# Top Repositories for Topics on Github - Web Scraping


![](https://i.imgur.com/ducpvjV.jpg)

## 1. Introduction : 


### 1.1. What is web scraping 

Web scraping is the process of collecting structured web data in an automated fashion. Some of the main use cases of web scraping include price monitoring, price intelligence, news monitoring, lead generation, and market research among many others.

In general, web data extraction is used by people and businesses who want to make use of the vast amount of publicly available web data to make smarter decisions.

There are a number of tools and methods for performing web scraping; using network traffic, Scrappy, Selenium and Beautiful Soup are the most popular methods. Every method has its own advantage and drawbacks.

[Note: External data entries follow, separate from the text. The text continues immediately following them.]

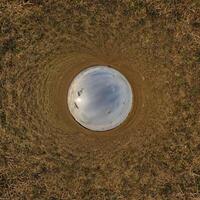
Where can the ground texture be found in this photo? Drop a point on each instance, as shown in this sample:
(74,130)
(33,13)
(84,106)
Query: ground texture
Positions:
(44,154)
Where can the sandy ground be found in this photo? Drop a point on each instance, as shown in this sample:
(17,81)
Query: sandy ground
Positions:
(45,154)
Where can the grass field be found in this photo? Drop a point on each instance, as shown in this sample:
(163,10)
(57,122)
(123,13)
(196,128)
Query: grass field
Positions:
(154,155)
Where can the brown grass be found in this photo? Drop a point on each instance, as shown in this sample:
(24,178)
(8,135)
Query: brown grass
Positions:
(44,154)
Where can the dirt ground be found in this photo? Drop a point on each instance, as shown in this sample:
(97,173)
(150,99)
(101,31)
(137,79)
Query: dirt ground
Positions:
(45,154)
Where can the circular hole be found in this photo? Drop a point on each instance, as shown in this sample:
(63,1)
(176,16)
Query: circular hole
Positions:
(100,98)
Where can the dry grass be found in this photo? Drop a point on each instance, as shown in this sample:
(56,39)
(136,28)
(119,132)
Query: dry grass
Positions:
(43,156)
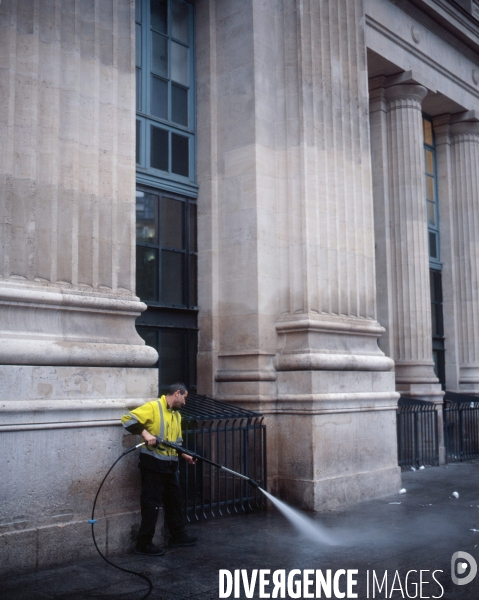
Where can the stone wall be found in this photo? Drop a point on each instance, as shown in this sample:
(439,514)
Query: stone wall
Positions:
(71,360)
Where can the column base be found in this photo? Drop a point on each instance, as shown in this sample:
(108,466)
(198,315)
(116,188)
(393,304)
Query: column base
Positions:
(335,437)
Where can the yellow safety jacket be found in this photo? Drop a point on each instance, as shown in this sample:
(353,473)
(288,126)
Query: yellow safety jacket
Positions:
(159,420)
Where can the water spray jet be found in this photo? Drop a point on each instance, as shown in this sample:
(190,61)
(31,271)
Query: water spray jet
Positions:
(303,524)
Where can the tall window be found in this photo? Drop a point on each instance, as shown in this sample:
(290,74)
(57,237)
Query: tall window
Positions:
(164,90)
(166,257)
(435,265)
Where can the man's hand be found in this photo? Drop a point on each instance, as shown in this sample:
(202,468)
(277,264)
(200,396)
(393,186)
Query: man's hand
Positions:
(149,439)
(189,459)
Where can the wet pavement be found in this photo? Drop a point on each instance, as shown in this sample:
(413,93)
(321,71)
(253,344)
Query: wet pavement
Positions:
(395,547)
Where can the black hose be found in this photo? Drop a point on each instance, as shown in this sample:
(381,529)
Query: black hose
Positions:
(93,521)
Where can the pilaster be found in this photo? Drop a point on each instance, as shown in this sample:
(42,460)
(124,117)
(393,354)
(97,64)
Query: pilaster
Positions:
(288,270)
(465,161)
(409,243)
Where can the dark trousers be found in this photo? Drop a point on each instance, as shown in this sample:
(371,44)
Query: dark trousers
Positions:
(156,489)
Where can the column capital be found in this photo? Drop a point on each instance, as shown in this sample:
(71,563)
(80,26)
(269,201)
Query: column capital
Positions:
(465,128)
(406,91)
(377,99)
(442,128)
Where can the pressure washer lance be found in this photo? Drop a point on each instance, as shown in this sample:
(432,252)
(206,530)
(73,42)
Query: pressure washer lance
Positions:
(180,450)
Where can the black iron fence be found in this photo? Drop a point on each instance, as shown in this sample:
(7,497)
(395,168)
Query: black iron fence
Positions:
(233,437)
(417,433)
(461,426)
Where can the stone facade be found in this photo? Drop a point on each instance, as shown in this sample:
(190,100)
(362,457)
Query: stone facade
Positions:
(71,360)
(312,235)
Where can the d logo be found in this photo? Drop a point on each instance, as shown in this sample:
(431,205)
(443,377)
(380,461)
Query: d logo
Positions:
(462,568)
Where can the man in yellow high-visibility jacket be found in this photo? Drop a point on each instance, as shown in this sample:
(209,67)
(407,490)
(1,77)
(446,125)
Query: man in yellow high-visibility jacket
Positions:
(155,421)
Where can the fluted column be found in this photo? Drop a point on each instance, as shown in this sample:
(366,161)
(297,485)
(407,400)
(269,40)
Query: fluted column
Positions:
(409,240)
(67,206)
(288,302)
(328,297)
(465,168)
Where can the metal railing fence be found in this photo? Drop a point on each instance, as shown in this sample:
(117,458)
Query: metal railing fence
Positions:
(417,433)
(233,437)
(461,426)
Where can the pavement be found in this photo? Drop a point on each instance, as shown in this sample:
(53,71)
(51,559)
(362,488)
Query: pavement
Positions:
(400,546)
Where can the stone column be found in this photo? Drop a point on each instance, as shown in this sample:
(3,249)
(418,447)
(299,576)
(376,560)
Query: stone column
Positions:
(71,360)
(288,309)
(465,169)
(67,271)
(409,244)
(446,206)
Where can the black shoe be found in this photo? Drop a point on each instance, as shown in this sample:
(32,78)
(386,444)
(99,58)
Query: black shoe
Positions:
(183,539)
(149,550)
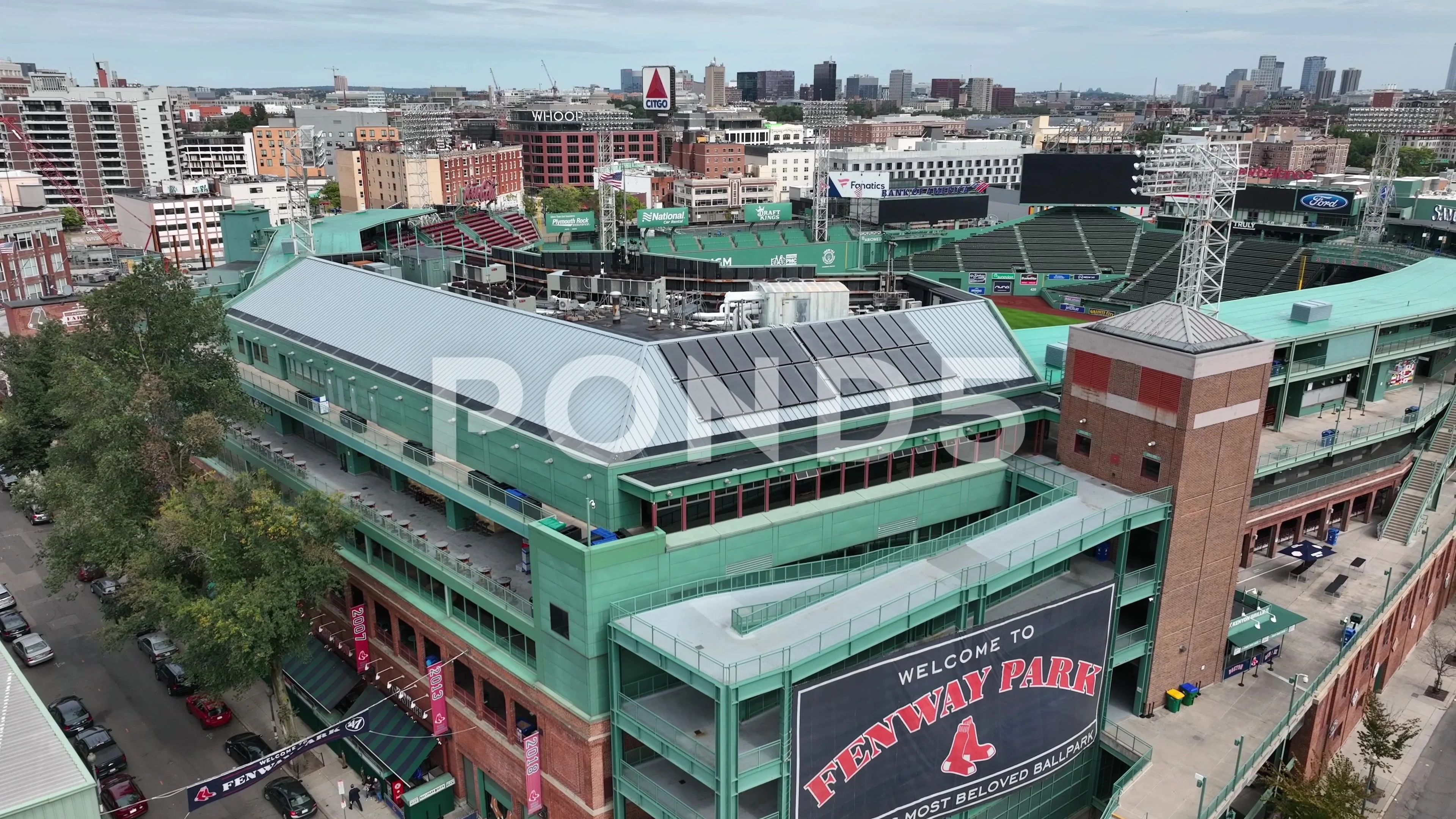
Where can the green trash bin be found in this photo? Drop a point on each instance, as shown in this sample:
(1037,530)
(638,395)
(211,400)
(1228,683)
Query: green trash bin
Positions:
(1175,700)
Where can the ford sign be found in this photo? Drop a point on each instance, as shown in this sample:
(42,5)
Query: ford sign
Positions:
(1324,202)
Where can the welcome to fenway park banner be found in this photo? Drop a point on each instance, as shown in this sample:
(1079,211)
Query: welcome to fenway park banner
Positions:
(226,784)
(937,729)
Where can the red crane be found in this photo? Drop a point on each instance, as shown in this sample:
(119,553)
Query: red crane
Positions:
(46,164)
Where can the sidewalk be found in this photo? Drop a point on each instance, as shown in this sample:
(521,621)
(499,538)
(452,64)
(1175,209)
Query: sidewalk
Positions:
(254,713)
(1406,698)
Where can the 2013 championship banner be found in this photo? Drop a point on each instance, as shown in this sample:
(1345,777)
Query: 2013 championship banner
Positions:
(937,729)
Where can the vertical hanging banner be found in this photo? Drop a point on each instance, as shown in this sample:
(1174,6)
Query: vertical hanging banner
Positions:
(533,773)
(439,719)
(360,626)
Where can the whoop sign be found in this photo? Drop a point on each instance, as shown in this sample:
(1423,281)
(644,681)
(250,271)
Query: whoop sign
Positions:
(657,88)
(943,728)
(226,784)
(360,624)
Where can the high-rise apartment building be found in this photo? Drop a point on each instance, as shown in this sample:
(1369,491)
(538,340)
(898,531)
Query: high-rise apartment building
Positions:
(1311,75)
(1349,81)
(825,76)
(902,86)
(715,82)
(777,85)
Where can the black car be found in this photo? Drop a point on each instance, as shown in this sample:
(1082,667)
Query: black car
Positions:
(71,713)
(290,798)
(100,750)
(174,677)
(14,624)
(246,747)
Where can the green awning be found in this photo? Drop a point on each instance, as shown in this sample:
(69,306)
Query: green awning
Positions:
(321,674)
(1260,621)
(394,736)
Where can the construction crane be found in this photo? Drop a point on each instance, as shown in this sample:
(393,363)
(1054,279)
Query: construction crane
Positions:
(47,165)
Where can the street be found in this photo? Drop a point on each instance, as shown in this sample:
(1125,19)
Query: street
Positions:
(165,747)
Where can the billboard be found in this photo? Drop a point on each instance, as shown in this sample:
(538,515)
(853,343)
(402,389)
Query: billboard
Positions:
(657,88)
(774,212)
(858,184)
(941,728)
(663,218)
(563,222)
(1079,178)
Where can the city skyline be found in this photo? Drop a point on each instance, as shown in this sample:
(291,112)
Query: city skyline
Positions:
(462,43)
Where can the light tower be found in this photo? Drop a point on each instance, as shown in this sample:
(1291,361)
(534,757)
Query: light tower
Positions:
(822,116)
(1388,124)
(1205,174)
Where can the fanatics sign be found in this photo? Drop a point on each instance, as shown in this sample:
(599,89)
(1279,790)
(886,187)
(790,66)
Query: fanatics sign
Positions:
(943,728)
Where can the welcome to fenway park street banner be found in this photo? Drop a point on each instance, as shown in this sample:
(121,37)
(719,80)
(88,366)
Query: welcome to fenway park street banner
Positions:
(226,784)
(937,729)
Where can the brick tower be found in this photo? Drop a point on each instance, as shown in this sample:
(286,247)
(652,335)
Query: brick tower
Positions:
(1168,397)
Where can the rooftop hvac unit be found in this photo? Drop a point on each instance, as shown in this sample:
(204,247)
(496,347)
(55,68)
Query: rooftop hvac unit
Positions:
(1057,355)
(1311,311)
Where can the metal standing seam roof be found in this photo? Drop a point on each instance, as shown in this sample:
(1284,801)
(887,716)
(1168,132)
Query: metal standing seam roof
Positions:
(37,763)
(428,339)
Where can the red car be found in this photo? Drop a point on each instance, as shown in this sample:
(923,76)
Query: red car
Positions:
(121,798)
(212,713)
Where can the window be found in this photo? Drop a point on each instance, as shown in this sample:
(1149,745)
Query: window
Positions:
(1152,467)
(560,621)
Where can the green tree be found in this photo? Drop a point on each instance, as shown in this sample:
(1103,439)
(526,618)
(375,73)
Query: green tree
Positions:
(1382,739)
(226,572)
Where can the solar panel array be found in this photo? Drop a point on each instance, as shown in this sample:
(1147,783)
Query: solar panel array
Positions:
(745,372)
(868,353)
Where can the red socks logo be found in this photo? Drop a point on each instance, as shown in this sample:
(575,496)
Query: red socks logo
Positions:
(967,751)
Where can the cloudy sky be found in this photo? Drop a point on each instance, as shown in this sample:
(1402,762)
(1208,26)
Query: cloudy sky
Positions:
(1030,44)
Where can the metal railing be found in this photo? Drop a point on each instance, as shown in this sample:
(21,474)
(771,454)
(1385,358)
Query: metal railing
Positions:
(660,795)
(440,468)
(398,534)
(667,731)
(1357,435)
(747,618)
(1254,761)
(1327,480)
(894,610)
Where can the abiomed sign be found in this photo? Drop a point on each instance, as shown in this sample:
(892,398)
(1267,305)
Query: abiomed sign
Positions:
(940,729)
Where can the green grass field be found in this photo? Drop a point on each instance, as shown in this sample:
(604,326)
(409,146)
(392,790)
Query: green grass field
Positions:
(1021,320)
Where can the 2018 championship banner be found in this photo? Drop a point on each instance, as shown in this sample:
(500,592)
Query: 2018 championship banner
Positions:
(941,728)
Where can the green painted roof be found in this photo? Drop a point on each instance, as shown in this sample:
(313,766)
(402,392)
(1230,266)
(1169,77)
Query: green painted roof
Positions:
(1425,288)
(340,234)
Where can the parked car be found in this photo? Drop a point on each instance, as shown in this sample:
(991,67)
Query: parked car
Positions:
(121,798)
(246,747)
(156,646)
(100,750)
(14,624)
(33,651)
(210,712)
(290,798)
(71,713)
(105,588)
(174,677)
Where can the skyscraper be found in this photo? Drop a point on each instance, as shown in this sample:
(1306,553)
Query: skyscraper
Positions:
(749,86)
(714,83)
(902,85)
(825,75)
(1311,75)
(1349,81)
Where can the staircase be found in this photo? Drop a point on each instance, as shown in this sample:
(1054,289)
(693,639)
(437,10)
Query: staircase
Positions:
(1410,506)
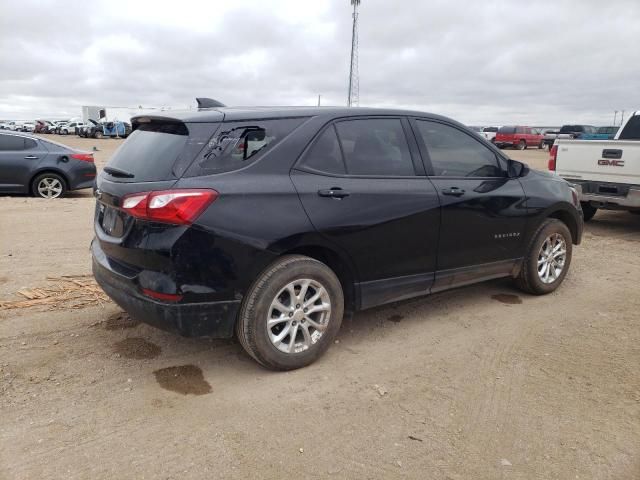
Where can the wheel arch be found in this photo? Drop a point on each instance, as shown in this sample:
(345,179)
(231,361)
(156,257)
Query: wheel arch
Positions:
(570,221)
(338,265)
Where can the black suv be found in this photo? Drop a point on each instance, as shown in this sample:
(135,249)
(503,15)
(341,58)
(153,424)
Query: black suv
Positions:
(274,222)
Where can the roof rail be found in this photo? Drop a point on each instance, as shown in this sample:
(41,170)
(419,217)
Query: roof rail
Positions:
(204,102)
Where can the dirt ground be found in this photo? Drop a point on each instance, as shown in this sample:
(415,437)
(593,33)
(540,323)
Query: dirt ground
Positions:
(477,383)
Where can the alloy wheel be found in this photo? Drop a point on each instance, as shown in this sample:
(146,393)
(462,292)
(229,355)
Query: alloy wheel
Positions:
(49,187)
(552,258)
(298,316)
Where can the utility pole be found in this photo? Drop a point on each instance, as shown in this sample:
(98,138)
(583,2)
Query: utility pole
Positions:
(353,98)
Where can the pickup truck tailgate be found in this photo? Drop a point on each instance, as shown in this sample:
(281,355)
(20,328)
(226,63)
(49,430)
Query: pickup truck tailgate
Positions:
(609,161)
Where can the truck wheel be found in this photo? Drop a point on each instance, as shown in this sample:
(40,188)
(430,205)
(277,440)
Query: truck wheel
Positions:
(547,260)
(291,314)
(588,210)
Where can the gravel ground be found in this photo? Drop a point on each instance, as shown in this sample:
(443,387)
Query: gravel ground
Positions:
(478,383)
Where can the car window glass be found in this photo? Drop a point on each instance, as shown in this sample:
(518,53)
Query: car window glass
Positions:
(237,144)
(324,154)
(375,146)
(453,153)
(9,143)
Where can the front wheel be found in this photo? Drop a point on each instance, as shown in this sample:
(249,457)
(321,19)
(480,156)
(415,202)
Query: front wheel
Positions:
(547,260)
(291,314)
(48,185)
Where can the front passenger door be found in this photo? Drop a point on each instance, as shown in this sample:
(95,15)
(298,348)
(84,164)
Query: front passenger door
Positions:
(363,187)
(483,210)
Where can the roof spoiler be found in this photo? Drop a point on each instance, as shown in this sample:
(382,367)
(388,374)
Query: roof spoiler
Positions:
(208,103)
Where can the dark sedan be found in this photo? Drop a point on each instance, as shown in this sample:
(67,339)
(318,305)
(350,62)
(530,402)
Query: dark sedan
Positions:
(29,164)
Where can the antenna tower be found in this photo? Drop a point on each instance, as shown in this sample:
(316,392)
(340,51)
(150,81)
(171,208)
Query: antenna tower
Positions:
(354,79)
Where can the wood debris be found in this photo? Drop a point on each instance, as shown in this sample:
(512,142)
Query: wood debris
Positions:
(63,293)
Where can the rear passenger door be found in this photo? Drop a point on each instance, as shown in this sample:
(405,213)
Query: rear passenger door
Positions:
(19,156)
(483,210)
(363,186)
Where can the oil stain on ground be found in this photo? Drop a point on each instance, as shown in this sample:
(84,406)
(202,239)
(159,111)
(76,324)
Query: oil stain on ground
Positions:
(184,379)
(120,321)
(507,298)
(137,348)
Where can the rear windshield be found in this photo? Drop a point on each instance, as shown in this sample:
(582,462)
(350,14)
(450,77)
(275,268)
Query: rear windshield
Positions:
(631,130)
(150,152)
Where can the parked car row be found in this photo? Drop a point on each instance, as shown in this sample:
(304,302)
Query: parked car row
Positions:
(88,129)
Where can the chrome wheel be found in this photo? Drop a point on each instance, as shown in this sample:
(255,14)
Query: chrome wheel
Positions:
(49,187)
(298,316)
(552,258)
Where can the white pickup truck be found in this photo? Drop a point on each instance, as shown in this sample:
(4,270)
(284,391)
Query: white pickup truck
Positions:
(606,173)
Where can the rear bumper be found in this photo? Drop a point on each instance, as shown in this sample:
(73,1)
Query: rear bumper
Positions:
(214,319)
(589,192)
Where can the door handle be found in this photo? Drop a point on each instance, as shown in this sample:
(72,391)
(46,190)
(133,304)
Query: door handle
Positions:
(453,191)
(333,192)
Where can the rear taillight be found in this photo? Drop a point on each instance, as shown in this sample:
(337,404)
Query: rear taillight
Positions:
(180,207)
(85,157)
(553,155)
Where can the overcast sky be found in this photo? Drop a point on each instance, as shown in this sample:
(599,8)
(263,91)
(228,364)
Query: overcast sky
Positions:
(484,62)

In this project Beautiful Soup was used.

### 1.2. Problem statement 

GitHub, Inc. is a provider of Internet hosting for software development and version control using Git. It offers the distributed version control and source code management (SCM) functionality of Git, plus its own features. It provides access control and several collaboration features such as bug tracking, feature requests, task management, continuous integration and wikis for every project.Headquartered in California, it has been a subsidiary of Microsoft since 2018.

It is commonly used to host open-source projects.As of January 2020, GitHub reports having over 40 million users and more than 190 million repositories (including at least 28 million public repositories).It is the largest source code host as of April 2020.


With this brief introduction on Github, it seems clear that, in order to better understand the software development trends in the world and identify the hottest repositories, this website can provide valuable insight on better decsion making. 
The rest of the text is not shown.